Using and rearranging formulae — changing the subject
Rearranging is solving in disguise. Instead of finding a numerical value, you isolate a chosen letter. Treat both sides equally and undo operations in reverse BIDMAS order.
The general strategy
- Identify the letter you want as the subject.
- Move every other term off that letter using inverse operations: + ↔ −, × ↔ ÷, square ↔ √.
- Work outwards, peeling layers in reverse BIDMAS order: undo addition/subtraction first, then multiplication/division, then powers/roots, then brackets.
- Whatever you do to one side, do to the other.
✦Worked example— Worked example 1 — single step
Make x the subject of y = x + 7.
Subtract 7 from both sides: y - 7 = x. So x = y - 7.
✦Worked example— Worked example 2 — two steps
Make x the subject of y = 4x - 3.
Add 3: y + 3 = 4x. Divide by 4: x = (y + 3)/4.
✦Worked example— Worked example 3 — fraction
Make r the subject of A = πr².
Divide by π: A/π = r². Square root: r = √(A/π) (positive root because radius is positive).
✦Worked example— Worked example 4 — letter in two places
Make x the subject of y = 3x + ax.
Factor x out of the right: y = x(3 + a). Divide: x = y/(3 + a).

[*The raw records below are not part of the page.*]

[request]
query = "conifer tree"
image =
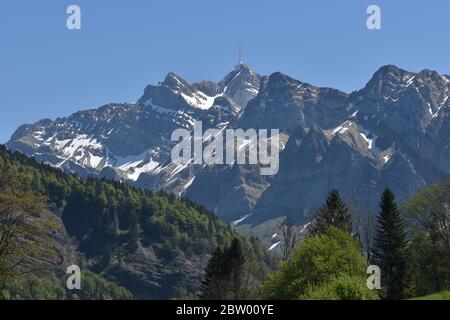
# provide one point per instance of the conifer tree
(214, 286)
(225, 274)
(236, 265)
(334, 213)
(389, 251)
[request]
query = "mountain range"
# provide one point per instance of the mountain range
(394, 132)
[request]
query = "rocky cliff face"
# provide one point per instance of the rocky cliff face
(394, 132)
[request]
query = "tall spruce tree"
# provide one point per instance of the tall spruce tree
(215, 283)
(236, 263)
(334, 213)
(389, 251)
(225, 274)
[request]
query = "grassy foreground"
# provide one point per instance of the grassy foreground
(445, 295)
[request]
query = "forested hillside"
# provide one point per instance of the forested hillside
(129, 242)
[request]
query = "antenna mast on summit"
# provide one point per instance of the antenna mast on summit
(241, 61)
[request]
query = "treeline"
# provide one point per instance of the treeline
(108, 219)
(410, 246)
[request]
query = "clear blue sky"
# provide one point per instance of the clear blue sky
(47, 71)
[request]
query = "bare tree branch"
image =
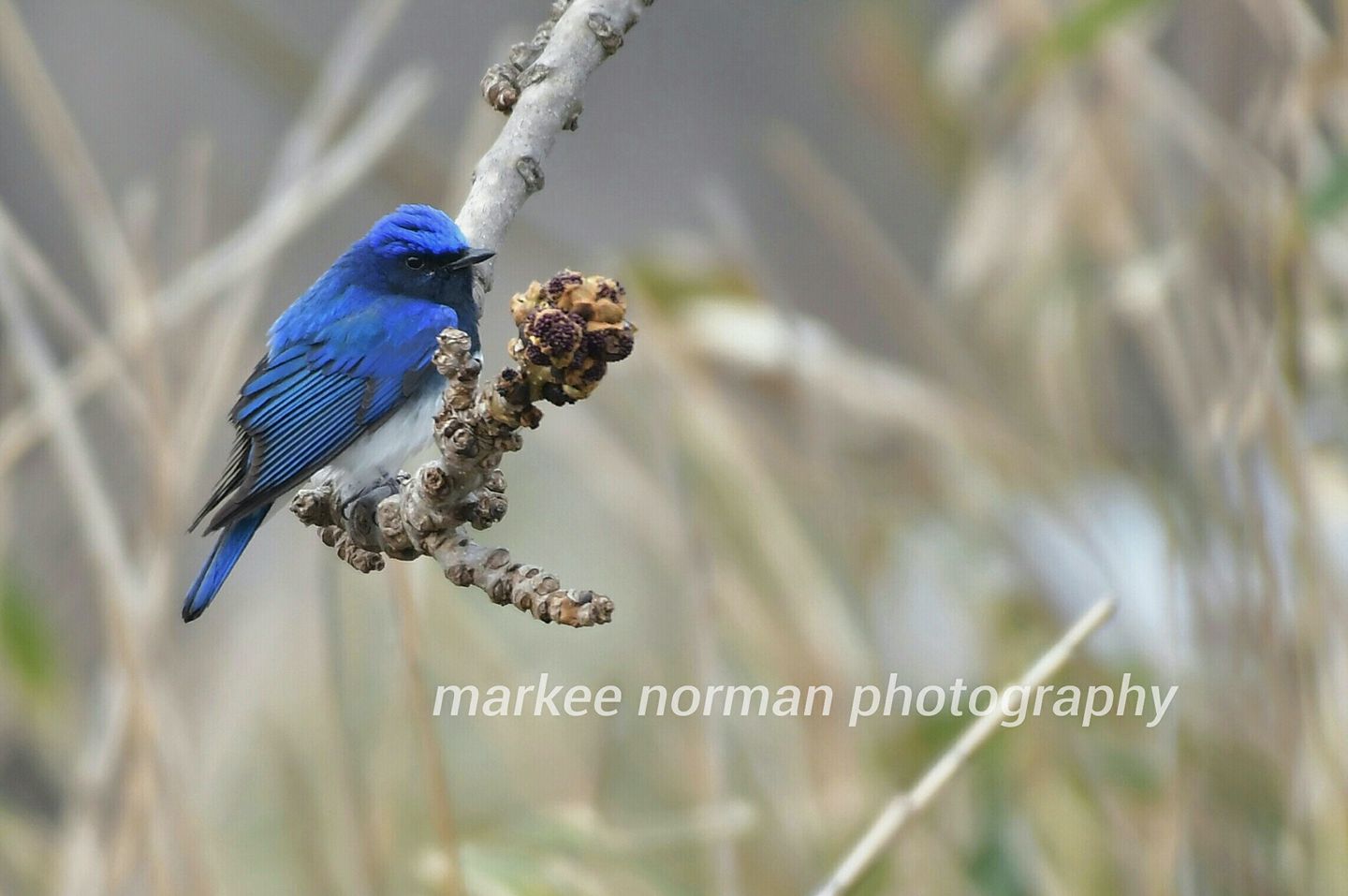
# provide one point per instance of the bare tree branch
(546, 77)
(569, 330)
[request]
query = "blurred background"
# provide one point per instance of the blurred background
(955, 316)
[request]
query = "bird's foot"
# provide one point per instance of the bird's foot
(360, 509)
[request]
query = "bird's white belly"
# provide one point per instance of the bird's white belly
(377, 454)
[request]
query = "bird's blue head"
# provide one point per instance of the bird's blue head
(418, 251)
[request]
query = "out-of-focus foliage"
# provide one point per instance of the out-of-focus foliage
(1018, 302)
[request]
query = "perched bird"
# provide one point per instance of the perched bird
(346, 389)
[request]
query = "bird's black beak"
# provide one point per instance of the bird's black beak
(471, 257)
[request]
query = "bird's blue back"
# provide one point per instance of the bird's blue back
(340, 360)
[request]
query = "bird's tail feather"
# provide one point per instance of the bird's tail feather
(221, 561)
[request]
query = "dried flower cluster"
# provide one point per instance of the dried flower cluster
(570, 329)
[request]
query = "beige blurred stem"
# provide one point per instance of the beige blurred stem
(901, 810)
(549, 101)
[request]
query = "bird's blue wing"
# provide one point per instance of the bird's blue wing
(320, 389)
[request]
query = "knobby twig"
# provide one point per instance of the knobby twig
(904, 806)
(569, 330)
(545, 79)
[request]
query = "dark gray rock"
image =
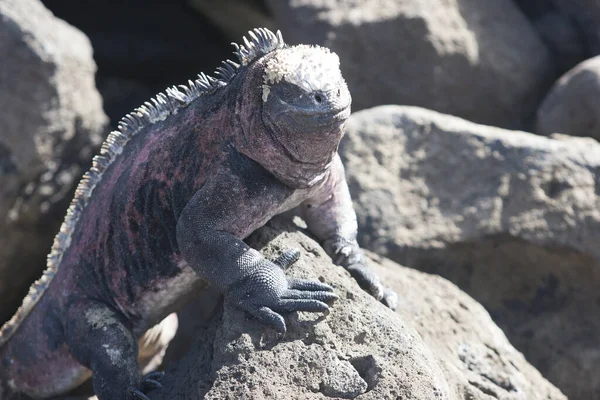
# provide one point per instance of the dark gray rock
(572, 107)
(52, 121)
(559, 31)
(512, 218)
(479, 60)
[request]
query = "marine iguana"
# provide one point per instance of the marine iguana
(164, 210)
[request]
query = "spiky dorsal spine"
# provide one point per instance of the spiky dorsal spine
(262, 41)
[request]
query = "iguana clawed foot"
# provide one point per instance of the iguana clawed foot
(149, 382)
(268, 292)
(349, 255)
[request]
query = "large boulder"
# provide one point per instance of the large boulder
(559, 31)
(480, 60)
(440, 345)
(511, 217)
(52, 120)
(572, 107)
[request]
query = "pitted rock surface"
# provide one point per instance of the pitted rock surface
(52, 122)
(512, 218)
(360, 350)
(483, 61)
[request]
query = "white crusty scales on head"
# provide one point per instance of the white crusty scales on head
(164, 209)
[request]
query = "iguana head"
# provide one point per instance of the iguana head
(304, 102)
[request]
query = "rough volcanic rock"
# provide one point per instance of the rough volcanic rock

This factor-and-divide trick is essential whenever the target appears more than once.
✦Worked example— Worked example 5 — fraction with target in denominator
Make x the subject of y = 5/(x - 2).
Multiply both sides by (x - 2): y(x - 2) = 5. Divide by y: x - 2 = 5/y. Add 2: x = 5/y + 2.
✦Worked example— Worked example 6 — root containing the target
Make x the subject of y = √(x + 3) - 1.
Add 1: y + 1 = √(x + 3). Square: (y + 1)² = x + 3. Subtract 3: x = (y + 1)² - 3.
⚠Common mistakes— Common mistakes (examiner traps)
- Wrong order of operations. Reverse BIDMAS — undo addition before division, division before squaring. Doing the inside layers first is the most common slip.
- Forgetting the ± when square-rooting. In
x² = 16, x = ±4. Many GCSE problems assume positive roots from context (lengths, radii); state the assumption. - Cancelling across an addition.
(x + a)/adoes not equalx. You can only cancel common factors. - Losing a sign when moving terms across the equals sign. Each move flips the sign.
- Ignoring the case where the target appears twice. Always factor first, then divide.
➜Try this— Quick check
Make c the subject of E = mc².
Divide by m: c² = E/m. Square root: c = √(E/m) (taking the positive root for physical mass).